Animation Style Best Use Case Example Brand Avoid If
2D character animation Emotional storytelling, two-sided markets, consumer products Airbnb, Headspace Brand is purely technical or enterprise
Motion graphics Abstract concepts, data, process flows, fintech Google, Slack Product relies on human relatability
Whiteboard animation Education, explanation-heavy products, internal training Dropbox (early) Brand needs to feel polished or premium
Screencast with overlays Software with UI worth showing, analytics tools Crazy Egg Product does not have a visual interface
Live action with animation Consumer brands, strong founder personality Dollar Shave Club Brand is fully digital or abstract

Frequently Asked Questions About Explainer Video Examples

The best SaaS explainer video examples include Dropbox (whiteboard, 2009), Slack ("So Yeah We Tried Slack"), Crazy Egg (screencast with motion overlays), and Asana's motion graphics series. Each one leads with the problem the software solves before showing a single feature. For SaaS products, showing the actual interface in the animation is the single most effective conversion driver.

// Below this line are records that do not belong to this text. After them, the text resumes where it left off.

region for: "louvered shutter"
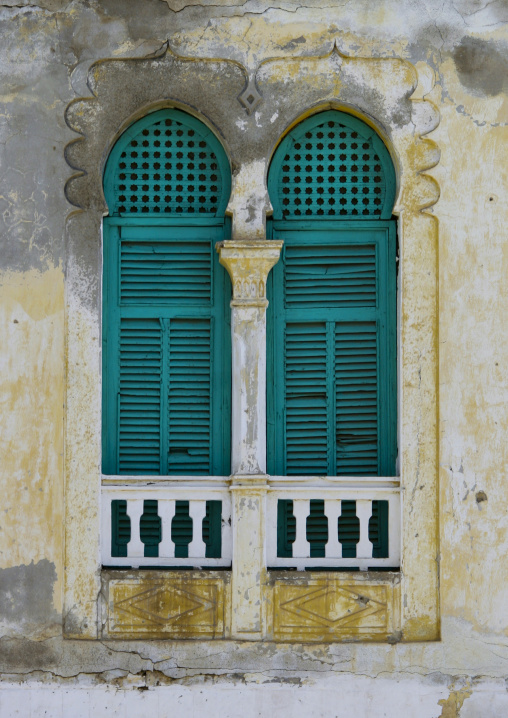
[103,220,231,475]
[267,222,396,476]
[118,318,163,474]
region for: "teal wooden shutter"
[267,222,396,476]
[103,220,231,475]
[102,109,231,478]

Most of the best explainer video examples on homepages run 60-90 seconds. The famous exceptions (Dropbox at 2:16, Crazy Egg at 2:40) were produced when explainer video was a newer format and audiences had more patience. For 2026, 60-90 seconds is the standard for homepage and paid social, with 90-120 seconds for YouTube and investor content.

Search YouTube for "[your industry] explainer video" and filter by upload date for the most recent examples. Check award archives at Motion Awards, Vimeo Staff Picks, and the Telly Awards for production quality references. For conversion-focused examples, search "[competitor name] explainer video" to see what your direct competitors are running on their homepages.

Generic explainer videos open with the company name, list three features, and end with "learn more." Great explainer video examples open with a specific problem the target viewer has today, describe the solution in terms of outcomes, and end with one clear action. The difference is always in the script, not the animation. A great script with basic animation outperforms a generic script with premium animation every time.

Yes, and they often perform better. Small businesses have a specific, well-defined customer and a single clear problem to solve. The brands with the best-known explainer video examples (Dropbox, Dollar Shave Club, Airbnb) were all small companies when they produced those videos. Budget constraints that force simplicity in the script and visual approach often produce better-converting videos than larger budgets that allow feature creep.

Dropbox's original explainer video cost approximately $50,000 to produce in 2009. Dollar Shave Club's launch video cost around $4,500. Crazy Egg's conversion-driving video cost an estimated $10,000. The correlation between production budget and conversion rate is weak. The correlation between script quality and conversion rate is strong. Most high-performing explainer videos are produced in the $1,500 to $10,000 range.

There is no single winning animation style across the best explainer video examples. Dropbox used whiteboard. Airbnb used 2D character animation. Slack used motion graphics. The pattern is that the animation style always matches the brand's tone and the complexity of the product explanation. Choose style based on what your product is, not what looks impressive in a portfolio.

Provide 3-5 examples with timestamped notes explaining exactly what you want to replicate: the pacing at a specific moment, the way the product is introduced, the colour palette, or the character design. Also include 1-2 anti-examples showing what you do not want. Studios that receive specific reference briefs deliver on-target work in 1-2 revision rounds rather than 4-5.